On Fri, Mar 14, 2014 at 3:34 PM, John Barton <[email protected]> wrote:
> On Fri, Mar 14, 2014 at 11:42 AM, David Herman <[email protected]> wrote:
>> When you export from a module, you're exporting bindings, rather than
>> values. This means you can refactor between
>>
>> module m from "foo";
>> ...
>> m.bar
>>
>> and
>>
>> import { bar } from "foo";
>> ...
>> bar
>>
>> and they're fully equivalent.
>
> Ok great, so one solution to potential confusion caused by 'import' is
> simply to always use 'module'.
Another way to put this is that changing:
```js
import { bar } from "foo";
```
to
```js
module m from "foo";
let bar = m.bar;
```
will always be a subtle source of bugs.
Looked at another way, the module spec is introducing a new sort of
assignment statement, where the bindings are mutable. But instead of
adding this as a high-level feature of the language, it's being
treated as a weird special case for modules only.
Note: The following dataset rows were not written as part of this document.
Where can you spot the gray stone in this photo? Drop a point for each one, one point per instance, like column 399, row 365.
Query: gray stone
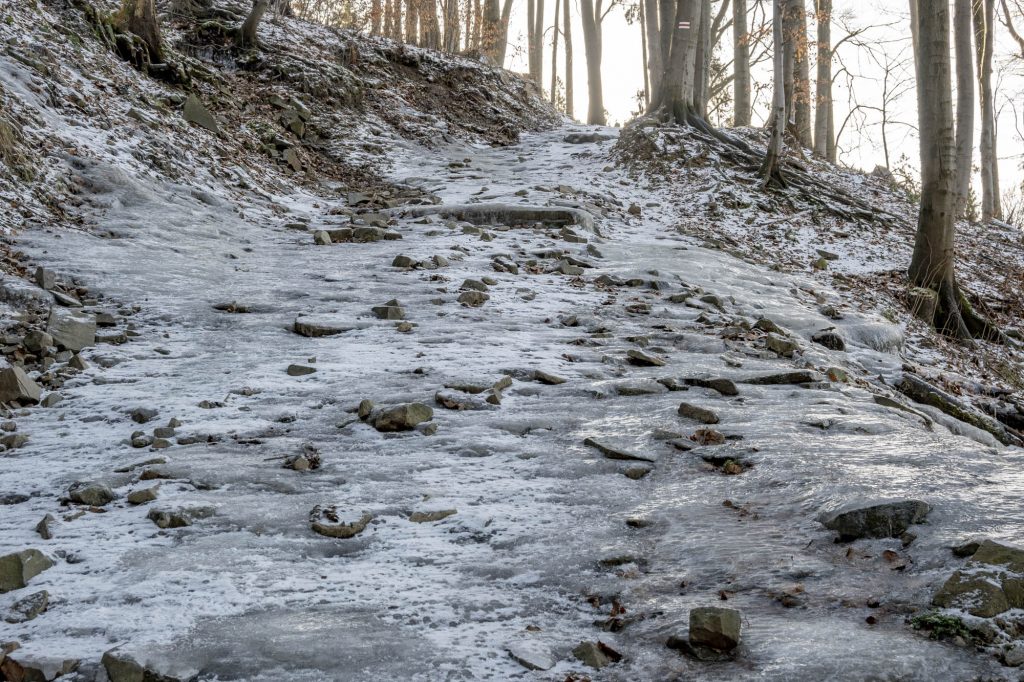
column 72, row 330
column 15, row 386
column 473, row 299
column 196, row 113
column 27, row 608
column 142, row 496
column 327, row 521
column 402, row 417
column 715, row 627
column 17, row 568
column 613, row 453
column 883, row 519
column 37, row 341
column 390, row 310
column 697, row 414
column 45, row 279
column 531, row 655
column 431, row 516
column 641, row 358
column 90, row 493
column 142, row 415
column 781, row 345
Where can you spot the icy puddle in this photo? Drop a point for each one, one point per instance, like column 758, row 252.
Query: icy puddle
column 550, row 538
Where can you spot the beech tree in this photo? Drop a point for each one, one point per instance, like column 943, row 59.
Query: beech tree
column 139, row 18
column 740, row 65
column 824, row 144
column 247, row 34
column 965, row 100
column 771, row 171
column 938, row 298
column 984, row 33
column 592, row 18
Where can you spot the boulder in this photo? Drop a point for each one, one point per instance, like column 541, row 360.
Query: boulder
column 329, row 522
column 71, row 330
column 696, row 413
column 989, row 585
column 17, row 568
column 883, row 519
column 715, row 627
column 196, row 113
column 92, row 494
column 402, row 417
column 15, row 386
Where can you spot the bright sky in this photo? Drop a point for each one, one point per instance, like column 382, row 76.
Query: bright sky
column 860, row 140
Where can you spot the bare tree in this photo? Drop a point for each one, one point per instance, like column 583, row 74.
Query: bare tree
column 139, row 18
column 984, row 32
column 247, row 34
column 824, row 145
column 567, row 31
column 771, row 170
column 740, row 65
column 965, row 100
column 932, row 263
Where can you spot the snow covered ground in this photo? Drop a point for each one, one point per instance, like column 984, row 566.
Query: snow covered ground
column 540, row 548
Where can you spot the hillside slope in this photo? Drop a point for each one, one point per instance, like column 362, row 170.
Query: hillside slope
column 451, row 397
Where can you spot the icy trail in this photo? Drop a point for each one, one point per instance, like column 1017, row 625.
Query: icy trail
column 250, row 592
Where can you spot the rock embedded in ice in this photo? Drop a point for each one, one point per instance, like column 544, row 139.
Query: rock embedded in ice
column 640, row 358
column 90, row 493
column 531, row 655
column 15, row 386
column 829, row 340
column 697, row 413
column 19, row 567
column 884, row 519
column 402, row 417
column 989, row 585
column 72, row 331
column 330, row 522
column 29, row 607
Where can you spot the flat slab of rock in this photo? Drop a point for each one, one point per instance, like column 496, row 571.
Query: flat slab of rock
column 17, row 568
column 72, row 330
column 615, row 453
column 15, row 386
column 697, row 413
column 531, row 655
column 799, row 377
column 990, row 584
column 880, row 519
column 401, row 418
column 330, row 522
I would be happier introducing a general purpose "mutable binding
assignment" like:
```js
let mutable bar = m.bar;
```
where every reference to bar is always treated as a dereference of
`m.bar`. That way the new assignment feature isn't pigeonholed as a
weird part of the module spec.
Couldn't we assemble the desired semantics out of pre-existing
primitives, instead of inventing new stuff? For example, if `m.bar`
in the example above was a proxy object we could preserve the desired
"mutable binding" without inventing new language features.
--scott
ps. I foresee a future where modules are (ab)used to create mutable
bindings. Better to make them first-class language features!
pps. Circular references work just fine in node. You have to be a
little careful about them, but the 'mutable bindings' don't change
that. They just introduce `bar` as a new shorthand for writing
`m.bar`. IMHO the latter is actually preferable, as it makes it
obvious to the author and reader of the code exactly what is going on.